DA EFERVESCÊNCIA
À QUIETUDE
Jacob Fortes
Quando as
cidades (metrópoles ou ruralizadas) despertam e põem-se de pé ouve-se, em
agitada exultação, o rebuliçar do povaréu nas feiras; destacadamente as vozes,
gritadas ou cantadas, dos pregões: vendedores e camelôs em euforia soltam a voz
em gorjeios estentóreos. Com seus bordões afinados e compridos proclamam, num
vozear festivo, as suas mercadorias, quinquilharias
e bugigangas: ora empoleiradas, ora estendidas sobre o chão poento. Do palpável
ao impalpável, há de tudo: o alimento; o produto; o serviço, inclusive o de
cerzir sob uma tenda; o escambo, deste por aquele; panaceias para todos os
males, realçando a medicina hipocrática; a
salvação da alma, pelo ocultismo ou práticas
mágico-religiosas; o amuleto, contra acontecimentos funestos e
malefícios de qualquer natureza; o grito chamativo; um assobio; a contravenção,
(mocozeada num repartimento secreto) exprimindo o esperançar dos que se
entregam a um bom palpite na bicharada; o tatuador, zebrando corpos com suas
agulhas; a melodia solitária, sem ovação, de uma flauta ou uma sanfona. Enfim,
nesse picadeiro de existências ensanduichadas e sofridas, mas exultante de
vida, (onde à alegria, labutam pessoas sem as distinções inventadas pelo homem),
assiste-se a cenas de todos os matizes
e vê-se de tudo; do reles ao magnífico, do trivial ao bizarro: sapato
para galinha, bainha para foice e, obviamente, os parasitas que não trabalham:
carteiristas, malandros e vadios.
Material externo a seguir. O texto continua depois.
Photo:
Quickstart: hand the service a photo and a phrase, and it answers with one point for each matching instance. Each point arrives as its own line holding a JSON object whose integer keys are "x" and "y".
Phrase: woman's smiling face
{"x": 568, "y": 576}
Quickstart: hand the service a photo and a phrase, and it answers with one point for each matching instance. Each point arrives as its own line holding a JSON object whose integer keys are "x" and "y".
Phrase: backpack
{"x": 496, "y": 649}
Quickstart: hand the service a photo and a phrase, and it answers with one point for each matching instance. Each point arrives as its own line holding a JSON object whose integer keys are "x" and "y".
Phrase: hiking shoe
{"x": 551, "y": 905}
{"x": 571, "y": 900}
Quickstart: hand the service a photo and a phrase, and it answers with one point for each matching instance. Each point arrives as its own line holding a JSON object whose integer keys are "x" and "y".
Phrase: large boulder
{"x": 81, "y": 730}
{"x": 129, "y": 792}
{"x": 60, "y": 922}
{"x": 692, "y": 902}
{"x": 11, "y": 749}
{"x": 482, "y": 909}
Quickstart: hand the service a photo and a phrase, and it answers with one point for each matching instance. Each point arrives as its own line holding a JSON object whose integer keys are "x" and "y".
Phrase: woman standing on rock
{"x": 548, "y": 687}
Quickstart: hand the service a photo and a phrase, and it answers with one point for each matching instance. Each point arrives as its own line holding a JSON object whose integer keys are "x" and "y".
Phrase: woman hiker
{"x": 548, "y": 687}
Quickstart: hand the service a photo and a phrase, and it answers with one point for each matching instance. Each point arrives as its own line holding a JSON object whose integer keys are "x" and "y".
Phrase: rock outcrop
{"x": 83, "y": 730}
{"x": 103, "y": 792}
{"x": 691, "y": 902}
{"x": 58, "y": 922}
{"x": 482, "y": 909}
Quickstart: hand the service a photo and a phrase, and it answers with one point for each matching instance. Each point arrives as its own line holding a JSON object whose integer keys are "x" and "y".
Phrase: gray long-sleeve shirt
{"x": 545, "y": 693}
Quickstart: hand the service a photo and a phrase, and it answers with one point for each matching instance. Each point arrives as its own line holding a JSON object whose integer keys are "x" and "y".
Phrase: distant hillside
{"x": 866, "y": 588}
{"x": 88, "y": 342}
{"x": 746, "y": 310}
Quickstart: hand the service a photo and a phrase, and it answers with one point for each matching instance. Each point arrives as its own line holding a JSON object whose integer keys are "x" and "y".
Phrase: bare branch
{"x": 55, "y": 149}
Também, em meio a essa bulha, os resíduos
humanos, de mãos súplices, no ofício da mendicância (retalhinhos das chagas
sociais de um país tão exuberante feito um automóvel galhardo, mas em estado de
enguiço, apeado do vigor, exposto ao vexaminoso flagrante de pôr-se a reboque por lhe haverem despojado as partes
valiosas. Ensoberbecido e afeito ao raro privilégio dos menus à La
carte, o país instou-se a migrar para o cardápio dos comuns: lata de almoço debaixo do braço. “O que é que você troxe na marmita, Dito? — Troxe
ovo frito e torresmo a milanesa”).
Mas a página efervescente
das feiras esmaeceu, apequenou-se. O destino, agenciador de venturas e
desgraças, encarregou-se de aplacar o fervor desses ababelados locais de
mercancia popular. O que era exaltação e arrebatamento quedou-se: virou acalmia
melancólica. Enquanto houver uma feira triste haverá uma pátria mal aviada.